Last week we looked at the questions Pope Francis has been raising, what to do in the short term about the increasingly serious problems that are being raised, and whether capitalism (or socialism) could really bring peace or a lasting solution to poverty. Frankly, increasing charity and redistribution, while essential at present, can in no way be considered any kind of a solution.
As both Leo XIII and Pius XI pointed out, the solution — the second prong of Catholic social teaching — is to restructure the social order (“the system”), focusing on the institutions of money, credit, and taxation to encourage and enable widespread capital ownership. That will provide the basis for a lasting peace, not capitalism or socialism. This will require implementation of the three principles of economic justice:
• Participation or “Participative Justice.” “Participation” is the input principle that all people have a right to live in a culture that offers them equality of dignity and opportunity to contribute their labor as well as their capital, to the production of marketable goods and services. This requires equal access to the means of acquiring property in income-producing capital. As technology displaces or replaces labor, the ownership of capital becomes essential for a person in the modern world to earn a living. Such social means are necessary for all members of a society or wealth-producing institution to exercise their fundamental rights to become empowered to contribute to the success of the whole and to their personal success.
Distribution or “Distributive Justice.” “Distribution” is the out-take principle — based on the exchange value of one’s economic contributions — that all people have a right to receive a proportionate, market-determined share of the value of the marketable goods and services they produce with their labor, their capital, or both. Under Kelso’s binary theory of economics, every person is entitled to earn both from their human or “labor” contributions and from their capital contributions (non-human things in the form of productive land and humanly-created capital assets) that combine to produce all goods and services sold in the market. Kelso rejected the “Labor Theory of Value,” which ignores the reality of ever-advancing technologies that continue to eliminate many jobs throughout the world. Further, distribution based on need, rather than on contribution, is valid for charity. Charity, however, should never be a substitute for justice that could reduce the need for charity.

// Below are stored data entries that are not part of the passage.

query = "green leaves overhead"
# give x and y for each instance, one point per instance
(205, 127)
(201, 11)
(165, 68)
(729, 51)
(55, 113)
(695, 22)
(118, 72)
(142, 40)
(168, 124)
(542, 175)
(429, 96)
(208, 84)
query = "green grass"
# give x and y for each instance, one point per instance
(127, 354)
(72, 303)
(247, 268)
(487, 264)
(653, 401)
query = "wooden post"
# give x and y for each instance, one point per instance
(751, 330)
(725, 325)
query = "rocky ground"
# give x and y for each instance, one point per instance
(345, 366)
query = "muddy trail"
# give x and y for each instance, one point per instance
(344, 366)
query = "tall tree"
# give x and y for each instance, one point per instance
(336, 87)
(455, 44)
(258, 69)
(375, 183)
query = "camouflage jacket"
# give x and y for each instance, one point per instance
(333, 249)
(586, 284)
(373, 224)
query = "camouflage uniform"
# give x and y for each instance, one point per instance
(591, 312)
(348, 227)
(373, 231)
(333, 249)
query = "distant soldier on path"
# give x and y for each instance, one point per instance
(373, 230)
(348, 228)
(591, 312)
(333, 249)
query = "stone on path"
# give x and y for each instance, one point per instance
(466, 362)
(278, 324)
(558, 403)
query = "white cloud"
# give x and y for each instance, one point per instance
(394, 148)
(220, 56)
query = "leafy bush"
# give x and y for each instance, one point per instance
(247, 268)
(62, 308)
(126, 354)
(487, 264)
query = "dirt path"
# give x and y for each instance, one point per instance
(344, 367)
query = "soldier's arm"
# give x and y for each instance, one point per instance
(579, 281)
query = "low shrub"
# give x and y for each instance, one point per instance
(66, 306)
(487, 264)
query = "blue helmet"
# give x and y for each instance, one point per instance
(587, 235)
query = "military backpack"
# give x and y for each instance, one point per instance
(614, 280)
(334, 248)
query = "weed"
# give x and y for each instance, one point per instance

Feedback or “Social Justice” (formerly “Limitation”). “Social justice” is the feedback principle that balances “participation” and “distribution” when either essential principle is violated by the system. Social justice includes a concept of limitation that discourages personal greed and prevents social monopolies. It holds that every person has a personal responsibility to organize with others to correct their organizations, institutions, laws and the social order itself at every level whenever the principles of “participation” or “distribution” are violated or not operating properly.
The three principles of economic justice are the basis of the four pillars of an economically just society:
A limited economic role for the State (“There is no need to bring in the State. Man precedes the State, and possesses, prior to the formation of any State, the right of providing for the substance of his body.” — Rerum Novarum, § 7),
• Free and open markets within an understandable and fair system of laws as the most objective and democratic means for determining just prices, just wages and just profits — the residual after all goods or services are sold (“It would appear that, on the level of individual nations and of international relations, the free market is the most efficient instrument for utilizing resources and effectively responding to needs.” — Centesimus Annus, § 34),
• Restoration of private property, especially in corporate equity and other forms of business organization. It is important to note that “property” is not the thing that is owned. It is the set of rights, powers, privileges, and limitations that belongs to an owner. Typically, shareholders do not receive the full stream of income attributable to their share ownership, and, when dividends are paid, are subject to double, sometimes triple taxation. (“A working man’s little estate thus purchased should be as completely at his full disposal as are the wages he receives for his labor. But it is precisely in such power of disposal [i.e., control and enjoyment of the fruits] that ownership obtains, whether the property consist of land or chattels.” — Rerum Novarum, § 5), and
• Widespread capital ownership, individually or in free association with others, achieved through universal access to capital credit repayable with “future savings” (profits) from the future goods and services for which each new growth investment is reasonably expected to produce, in addition to whatever savings they accumulate, or wealth they inherit. Thus, the poor and middle class without past savings are enabled to acquire direct ownership of capital in an advanced economy. (“We have seen that this great labor question cannot be solved save by assuming as a principle that private ownership must be held sacred and inviolable. The law, therefore, should favor ownership, and its policy should be to induce as many as possible of the people to become owners.” — Rerum Novarum, § 46).
Pope Francis may not be offering the right answers at the moment, but let’s give him a chance. After all, it shouldn’t all be up to him. The heads of the Catholic Church have been saying the same things regarding what to do about the economy for nearly 125 years. It might be time for us to do a little listening.